Worth it for the name alone.....


----------



## cheeseboi (Dec 30, 2014)

I don't have a batt grip for mt 5D3 but I decided on the Lowepro Pro Tactic 450 AW


----------



## CaptainZero (Jan 4, 2015)

I use this one for downhill skiing and mountain biking. http://www.guragear.com/bataflae

I carry a gripped 7d (now a 2) with a 100-400 attached, in one side. The other side I carry a 5d3 with a 24-70 attached. It's heavy, but comfortable.


----------



## Pookie (Jan 4, 2015)

My favorites are the Lowepro Flipsides... 300, 400, or their Sport and Rover models. Love that you can set in down in the dirt and still open protected. The sport versions I have also have an inner liner bag.


----------



## wyldeguy (Jan 4, 2015)

Clik Elite Escape. It's very hiking bag style but it holds my 7D2 with Tamron 150-600, 70-200f4L is, 50 f1.4, 17-40 f4, 24-70 f2.8 and a 320ex flash all in the main compartment. It's holds a monopod or small tripod on the side and a tripod on the front. It also has a space for a 100oz water bladder and top compartment for more loose gear or clothes or food. Fully customizable. And there is enough space in the body area for a grip to be attached.


----------



## tonyespofoto (Jan 4, 2015)

I have been using a Tamrac 5585 backpack which I am well satisfied with. The shoulder straps are well padded. If I had a criticism, it would be that it doesn't have a padded waistband. However, it does ride comfortably on my hips. I carry a 1DS MkIII (same size, more or less as a 5D with grip) with a lens attached. The full load would include a 70-200 2.8 plus 2-3 more lenses, 2X teleconverter, extra battery & cards, filters & accessories, tripod head and tripod. I don't always carry that much, but its nice to know that I can. The pack (minus the tripod) qualifies as carry-on if I'm traveling by air.
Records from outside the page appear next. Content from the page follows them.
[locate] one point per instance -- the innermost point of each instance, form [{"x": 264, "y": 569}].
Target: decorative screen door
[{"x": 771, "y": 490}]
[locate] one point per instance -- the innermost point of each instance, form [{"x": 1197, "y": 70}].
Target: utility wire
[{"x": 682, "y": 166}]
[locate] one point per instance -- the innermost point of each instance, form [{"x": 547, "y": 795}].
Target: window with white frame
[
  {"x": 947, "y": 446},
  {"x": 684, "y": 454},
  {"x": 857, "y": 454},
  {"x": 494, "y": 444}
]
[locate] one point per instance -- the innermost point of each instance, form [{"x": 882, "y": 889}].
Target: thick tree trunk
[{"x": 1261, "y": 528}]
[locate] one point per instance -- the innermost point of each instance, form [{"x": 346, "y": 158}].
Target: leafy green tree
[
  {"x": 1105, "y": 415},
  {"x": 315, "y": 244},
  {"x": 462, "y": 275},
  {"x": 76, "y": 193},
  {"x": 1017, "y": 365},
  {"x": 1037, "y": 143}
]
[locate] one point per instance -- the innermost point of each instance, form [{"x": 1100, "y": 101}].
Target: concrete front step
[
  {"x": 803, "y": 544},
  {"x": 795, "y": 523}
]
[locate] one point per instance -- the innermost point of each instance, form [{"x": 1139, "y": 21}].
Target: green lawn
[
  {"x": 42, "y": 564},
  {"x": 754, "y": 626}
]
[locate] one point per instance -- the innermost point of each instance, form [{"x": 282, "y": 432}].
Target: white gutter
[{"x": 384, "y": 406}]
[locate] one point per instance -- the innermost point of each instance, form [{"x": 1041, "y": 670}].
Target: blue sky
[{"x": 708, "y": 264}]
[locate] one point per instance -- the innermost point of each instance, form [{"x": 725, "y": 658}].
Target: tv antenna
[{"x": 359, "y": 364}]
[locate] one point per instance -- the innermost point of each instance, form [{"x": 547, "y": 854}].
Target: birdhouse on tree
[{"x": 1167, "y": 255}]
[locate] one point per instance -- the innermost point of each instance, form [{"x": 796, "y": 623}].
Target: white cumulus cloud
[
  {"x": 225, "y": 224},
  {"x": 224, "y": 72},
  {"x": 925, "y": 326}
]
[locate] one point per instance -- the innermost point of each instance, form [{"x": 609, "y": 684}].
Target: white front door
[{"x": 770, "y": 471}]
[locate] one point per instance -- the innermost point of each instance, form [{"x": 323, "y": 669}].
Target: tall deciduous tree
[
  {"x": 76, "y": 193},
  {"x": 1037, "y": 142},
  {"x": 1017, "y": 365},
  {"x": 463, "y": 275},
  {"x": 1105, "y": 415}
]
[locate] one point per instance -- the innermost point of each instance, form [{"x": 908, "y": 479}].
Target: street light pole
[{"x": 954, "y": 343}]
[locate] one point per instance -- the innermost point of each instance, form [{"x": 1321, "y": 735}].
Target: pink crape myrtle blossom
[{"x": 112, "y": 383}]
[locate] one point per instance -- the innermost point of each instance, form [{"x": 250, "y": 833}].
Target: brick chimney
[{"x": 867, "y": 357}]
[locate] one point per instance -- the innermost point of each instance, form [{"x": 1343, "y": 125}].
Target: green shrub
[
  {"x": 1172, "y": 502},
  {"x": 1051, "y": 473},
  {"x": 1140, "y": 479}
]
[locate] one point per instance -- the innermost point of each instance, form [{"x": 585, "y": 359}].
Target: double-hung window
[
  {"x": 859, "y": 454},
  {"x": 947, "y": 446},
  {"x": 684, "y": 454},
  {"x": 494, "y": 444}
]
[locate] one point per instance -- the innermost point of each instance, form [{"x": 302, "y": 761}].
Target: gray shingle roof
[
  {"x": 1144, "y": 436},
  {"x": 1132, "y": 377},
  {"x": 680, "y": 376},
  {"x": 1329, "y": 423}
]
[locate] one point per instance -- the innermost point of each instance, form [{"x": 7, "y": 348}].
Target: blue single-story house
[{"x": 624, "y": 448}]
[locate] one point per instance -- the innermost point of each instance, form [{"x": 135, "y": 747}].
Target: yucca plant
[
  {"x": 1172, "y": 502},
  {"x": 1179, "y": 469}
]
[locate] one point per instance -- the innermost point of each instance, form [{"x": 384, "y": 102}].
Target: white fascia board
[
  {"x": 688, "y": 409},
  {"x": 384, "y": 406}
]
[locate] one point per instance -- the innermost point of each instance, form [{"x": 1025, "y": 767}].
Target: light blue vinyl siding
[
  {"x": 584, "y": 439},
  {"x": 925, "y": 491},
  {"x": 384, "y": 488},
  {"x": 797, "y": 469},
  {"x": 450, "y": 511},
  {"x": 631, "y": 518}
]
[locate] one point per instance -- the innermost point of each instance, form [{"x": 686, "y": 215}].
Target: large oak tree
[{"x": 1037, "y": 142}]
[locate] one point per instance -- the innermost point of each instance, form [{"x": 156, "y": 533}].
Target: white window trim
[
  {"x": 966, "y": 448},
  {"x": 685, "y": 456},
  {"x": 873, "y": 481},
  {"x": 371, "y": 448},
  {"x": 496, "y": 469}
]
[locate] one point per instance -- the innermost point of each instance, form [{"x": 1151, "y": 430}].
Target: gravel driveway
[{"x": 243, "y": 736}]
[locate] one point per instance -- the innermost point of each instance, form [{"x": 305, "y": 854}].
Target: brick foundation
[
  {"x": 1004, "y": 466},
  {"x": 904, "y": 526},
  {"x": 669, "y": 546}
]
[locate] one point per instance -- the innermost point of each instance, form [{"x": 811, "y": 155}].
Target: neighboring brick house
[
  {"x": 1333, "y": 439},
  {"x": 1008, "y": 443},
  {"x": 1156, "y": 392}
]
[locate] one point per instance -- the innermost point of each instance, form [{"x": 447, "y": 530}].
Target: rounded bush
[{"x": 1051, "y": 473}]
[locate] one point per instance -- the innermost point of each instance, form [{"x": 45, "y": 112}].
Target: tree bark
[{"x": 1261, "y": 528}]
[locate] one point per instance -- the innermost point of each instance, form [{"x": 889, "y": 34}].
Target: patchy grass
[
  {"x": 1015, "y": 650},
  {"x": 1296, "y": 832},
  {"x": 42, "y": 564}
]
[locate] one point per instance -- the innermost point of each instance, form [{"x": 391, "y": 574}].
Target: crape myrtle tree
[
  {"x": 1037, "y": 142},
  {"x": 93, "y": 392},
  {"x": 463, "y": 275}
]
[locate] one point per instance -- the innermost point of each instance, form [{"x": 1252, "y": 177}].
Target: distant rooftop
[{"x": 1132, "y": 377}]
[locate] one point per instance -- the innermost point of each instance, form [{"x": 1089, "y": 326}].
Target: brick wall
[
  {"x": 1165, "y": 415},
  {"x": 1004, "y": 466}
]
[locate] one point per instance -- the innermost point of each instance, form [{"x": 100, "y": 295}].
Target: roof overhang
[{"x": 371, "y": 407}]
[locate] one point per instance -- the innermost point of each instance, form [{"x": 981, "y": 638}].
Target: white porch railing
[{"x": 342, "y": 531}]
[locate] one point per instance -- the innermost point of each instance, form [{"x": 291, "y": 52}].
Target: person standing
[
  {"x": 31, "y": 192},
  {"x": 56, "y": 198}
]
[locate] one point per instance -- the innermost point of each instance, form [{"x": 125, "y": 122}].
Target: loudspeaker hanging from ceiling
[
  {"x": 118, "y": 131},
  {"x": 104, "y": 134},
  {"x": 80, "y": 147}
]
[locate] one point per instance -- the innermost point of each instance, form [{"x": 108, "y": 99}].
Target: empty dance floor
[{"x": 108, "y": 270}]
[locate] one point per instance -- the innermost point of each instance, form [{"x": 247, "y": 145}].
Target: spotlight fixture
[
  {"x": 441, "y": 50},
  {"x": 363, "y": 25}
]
I also have a smaller, lighter Tamrac 5374 which I use when I don't want to carry too much. It also qualifies as carry-on. Aside from the pleasure of hiking/photographing, I use these for covering sporting events. They are far better than a camera bag for working out of and provide much better weatherproofing as well. I am much more agile (important if you need to get out of the way of a speeding football player) and I'm not likely to spill anything, as I might if using a bag.


----------



## Hjalmarg1 (Jan 7, 2015)

Think Tank Streetwalker Pro, Lowepro Pro Tactics and Lowepro Flipside Sport 20L/30L would be valid options


----------



## Synkka (Jan 7, 2015)

Thinktank Streetwalker pro, I have the thinktank streetwalker harddrive great bag


----------